A loyalty-building newsletter requires clear, muscular writing and eye-catching design. But that isn’t enough. Apply these four principles to your newsletter — and watch your donors respond!
1. It’s about your donor.
The heart of a loyalty-building newsletter is showing the donor she makes a difference. That’s the central message of your newsletter. The “star” is your donor. Not you.
Your audience is your donor. Your donor wants to hear one thing from you: That her giving matters. This principle should guide all your decisions about newsletter content. When you consider putting something in your newsletter, ask yourself: “Does this demonstrate to the donor that her involvement matters?” If it doesn’t, throw it out.
Once you have the right material, there’s another step: Repeatedly, throughout every newsletter you publish, you should include variations of this phrase: “This is possible because you and others gave.” Never miss an opportunity to remind her of her critical role in your work.

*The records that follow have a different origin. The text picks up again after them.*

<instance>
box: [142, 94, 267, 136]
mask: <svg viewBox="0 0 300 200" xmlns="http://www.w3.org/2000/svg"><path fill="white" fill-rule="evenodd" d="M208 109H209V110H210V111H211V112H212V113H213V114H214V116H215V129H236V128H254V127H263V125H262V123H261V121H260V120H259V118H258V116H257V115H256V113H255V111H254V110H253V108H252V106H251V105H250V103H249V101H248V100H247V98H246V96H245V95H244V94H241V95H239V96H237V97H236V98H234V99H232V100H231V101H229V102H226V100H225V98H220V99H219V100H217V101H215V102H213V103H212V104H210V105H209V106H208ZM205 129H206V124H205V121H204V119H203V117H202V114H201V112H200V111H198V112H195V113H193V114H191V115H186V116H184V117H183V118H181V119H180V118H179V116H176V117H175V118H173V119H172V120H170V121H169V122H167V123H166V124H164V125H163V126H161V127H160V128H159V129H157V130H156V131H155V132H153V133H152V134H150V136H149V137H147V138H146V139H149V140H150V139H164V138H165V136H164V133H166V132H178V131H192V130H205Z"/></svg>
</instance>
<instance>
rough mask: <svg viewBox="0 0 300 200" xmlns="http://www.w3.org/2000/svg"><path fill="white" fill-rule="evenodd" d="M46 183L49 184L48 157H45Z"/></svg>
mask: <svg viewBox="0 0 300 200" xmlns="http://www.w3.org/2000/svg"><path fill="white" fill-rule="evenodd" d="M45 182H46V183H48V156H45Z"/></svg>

A loyalty-building newsletter is NOT about:
- The success and competence of the organization. It’s about the work made possible by the donor. Your successes should be framed as your donors’ accomplishments.
- The inner workings of the organization. Your director attended an important conference? A much-loved staff member had a baby? Resist the temptation to tell all your donors. Use the space for things more relevant to them.

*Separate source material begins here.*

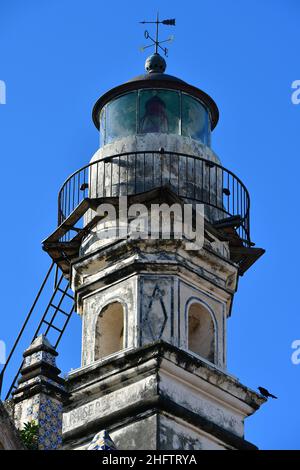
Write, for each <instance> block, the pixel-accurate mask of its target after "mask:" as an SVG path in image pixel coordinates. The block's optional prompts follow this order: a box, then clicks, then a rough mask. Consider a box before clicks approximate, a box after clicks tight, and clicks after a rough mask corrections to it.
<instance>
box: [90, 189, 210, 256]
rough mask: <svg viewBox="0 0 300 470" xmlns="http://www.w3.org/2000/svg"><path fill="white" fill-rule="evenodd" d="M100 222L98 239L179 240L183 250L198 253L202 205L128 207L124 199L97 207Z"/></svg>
mask: <svg viewBox="0 0 300 470" xmlns="http://www.w3.org/2000/svg"><path fill="white" fill-rule="evenodd" d="M97 214H98V216H99V217H100V218H101V222H100V223H99V224H98V226H97V237H98V239H100V240H104V239H110V240H111V239H112V240H126V239H128V238H129V239H133V240H136V239H140V240H158V239H163V240H170V239H175V240H183V243H184V246H185V249H186V250H201V248H202V247H203V244H204V205H203V204H195V205H192V204H179V203H174V204H172V205H168V204H166V203H162V204H151V205H150V206H149V207H148V206H146V205H145V204H131V205H128V200H127V196H121V197H120V198H119V204H118V209H116V207H115V206H114V205H113V204H108V203H106V204H101V205H100V206H99V207H98V208H97Z"/></svg>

- The accomplishments of employees, board members, corporate donors. There are more appropriate and personal ways of thanking and recognizing these key parts of your team. Your newsletter is not the place.
2. You need your donor.
Your newsletter doesn’t have to be an appeal for funds. In fact, it shouldn’t be. But don’t shy away from asking for gifts. Contrary to what some people in the nonprofit world think, being asked is not an annoyance or an intrusion for donors.
Donors want to be wanted. From a donor’s point of view, evidence that you need her tells her that she’s significant! So when you have financial needs, be clear and bold. Ask for help. Donors will reward you by giving.

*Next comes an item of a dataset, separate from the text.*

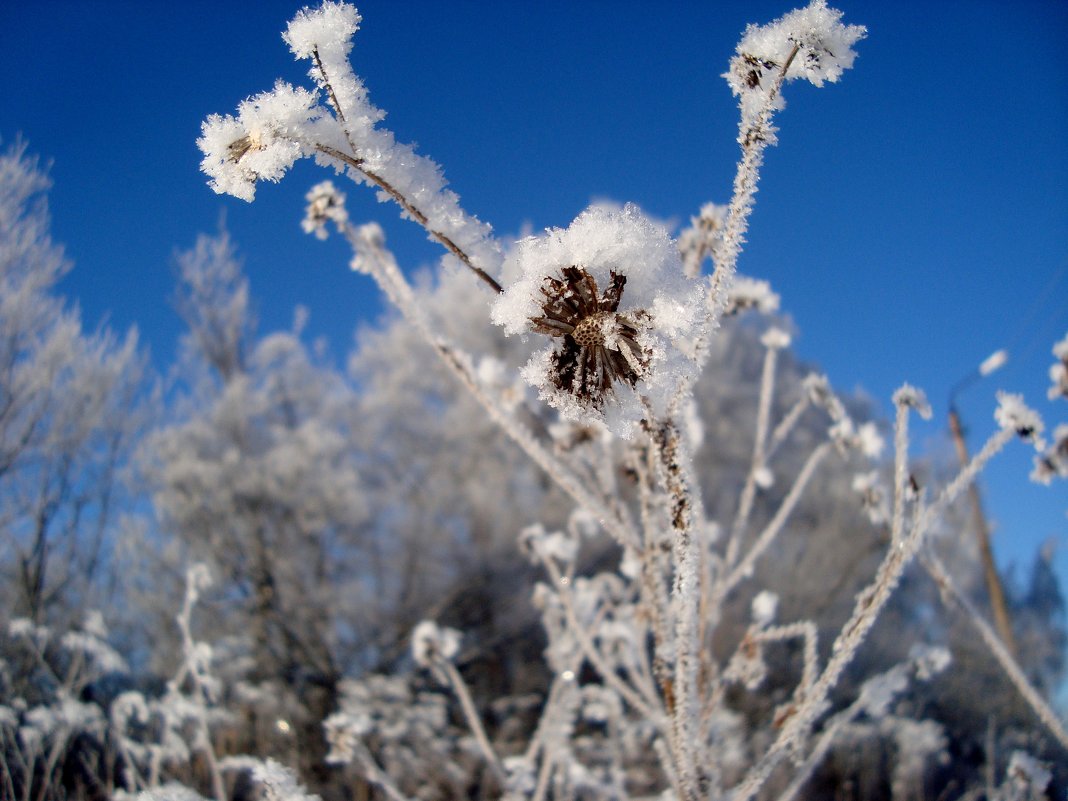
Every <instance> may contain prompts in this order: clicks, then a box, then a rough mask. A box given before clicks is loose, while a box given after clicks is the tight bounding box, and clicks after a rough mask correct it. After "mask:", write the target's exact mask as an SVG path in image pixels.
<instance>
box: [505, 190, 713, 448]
mask: <svg viewBox="0 0 1068 801" xmlns="http://www.w3.org/2000/svg"><path fill="white" fill-rule="evenodd" d="M513 258H514V260H515V262H516V263H517V266H518V268H519V270H518V271H519V273H520V278H519V280H518V281H516V282H515V283H514V284H513V285H512V286H509V287H508V288H507V289H506V290H505V292H504V293H502V294H501V295H500V296H499V297H498V299H497V302H496V303H494V305H493V310H492V316H493V321H494V323H497V324H498V325H500V326H502V327H503V328H504V329H505V331H506V332H507V333H509V334H515V333H525V332H529V331H534V332H536V333H539V334H544V335H547V336H550V337H552V340H554V341H555V346H554V347H549V348H546V349H544V350H540V351H538V352H536V354H535V355H534V356H533V357H532V359H531V361H530V362H529V363H528V365H527V367H525V368H524V370H523V376H524V378H525V379H527V380H528V381H529V382H530V383H531V384H533V386H534V387H536V388H537V389H538V391H539V392H540V394H541V397H543V398H544V399H546V400H548V402H549V403H550V404H551V405H552V406H554V407H556V408H557V409H560V410H561V412H562V414H563V415H564V417H565V418H567V419H570V420H580V421H591V420H602V421H606V422H609V424H610V427H611V428H612V429H613V431H614V433H616V434H621V435H624V436H626V435H627V434H628V430H629V425H630V423H632V422H634V421H637V419H638V418H639V417H640V415H641V413H642V406H641V403H640V402H639V398H638V394H639V393H640V394H641V395H642V396H643V397H645V398H647V399H649V400H650V402H651V403H653V404H654V406H658V405H659V406H663V405H664V404H665V403H666V399H668V398H669V397H670V396H671V395H672V393H673V390H674V388H675V387H676V386H677V384H678V380H679V379H681V378H682V377H685V376H687V375H689V373H690V372H692V370H693V361H692V359H690V358H689V356H688V355H687V354H686V344H687V341H688V340H689V339H692V337H693V336H694V335H696V333H697V330H698V326H700V324H701V315H700V313H698V310H700V298H701V290H700V287H698V286H697V284H696V282H695V281H691V280H689V279H687V278H686V277H685V276H684V274H682V269H681V265H680V263H679V257H678V252H677V250H676V248H675V247H674V246H673V244H672V241H671V239H670V238H669V237H668V234H666V232H665V231H664V230H663V229H662V227H660V226H659V225H656V224H655V223H653V222H651V221H650V220H648V219H647V218H646V217H645V216H644V215H643V214H642V213H641V211H640V210H639V209H638V208H637V207H635V206H632V205H628V206H626V207H625V208H623V209H614V208H608V207H603V206H595V207H592V208H590V209H587V210H586V211H584V213H583V214H582V215H580V216H579V217H578V218H577V219H576V220H575V221H574V222H572V223H571V225H570V226H569V227H567V229H566V230H561V229H553V230H550V231H548V232H546V234H545V235H543V236H537V237H529V238H527V239H524V240H522V241H520V242H519V246H518V248H517V249H516V253H515V254H514V256H513Z"/></svg>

3. Use the power of story.
Human beings have a need for stories. Stories are a key way we assimilate knowledge. Wise leaders and thinkers throughout human history have used stories to communicate important truths. So does a loyalty-building newsletter.
What is a story? It’s a dramatic account of people overcoming odds and achieving something worthwhile. It has a beginning, middle, and end. A point of view. Tension and resolution. It’s dramatic and well written.
A typical newsletter story goes something like this:
- Something is wrong or broken.
- Your organization gets involved.
- Happy ending: Things were made right.
Take away the first part, and the story collapses. It’s the beginnings of the stories that are unique. That will get readers interested, engaged, reading — and giving gifts because they see the wonderful things that happen when they give. Any storyteller will tell you: Conflict and trouble make a story fascinating. They are also what make our happy endings more meaningful. Don’t be afraid of the painful. As long as it resolves in the end, showing that the donor made a difference, you have a powerful story.
4. Use headlines to keep readers reading.
It doesn’t matter how strong a story is if nobody reads it. Too many nonprofit newsletters obscure their material under bloodless, dispassionate headlines. Your headlines should take sides, have a strong point of view, advocate, shout, tease. The world’s best headline writers work for the supermarket tabloids. They understand an important truth: The headline is what pulls a reader into a story.
Good newsletter headlines should have:
- Strong verbs. A headline should be a sentence, not a title or a label. Avoid “-ing” verbs — they can really let all the steam out of a headline.
- Relationships. Because human relationships are innately interesting, feature them in the headline whenever possible.
- Multiple elements. Kickers (above the main headline) and/or subheads (below) enrich headlines by adding quotations or other interest-generating material.
If your headlines make you cringe — that’s a sign that they’re strong.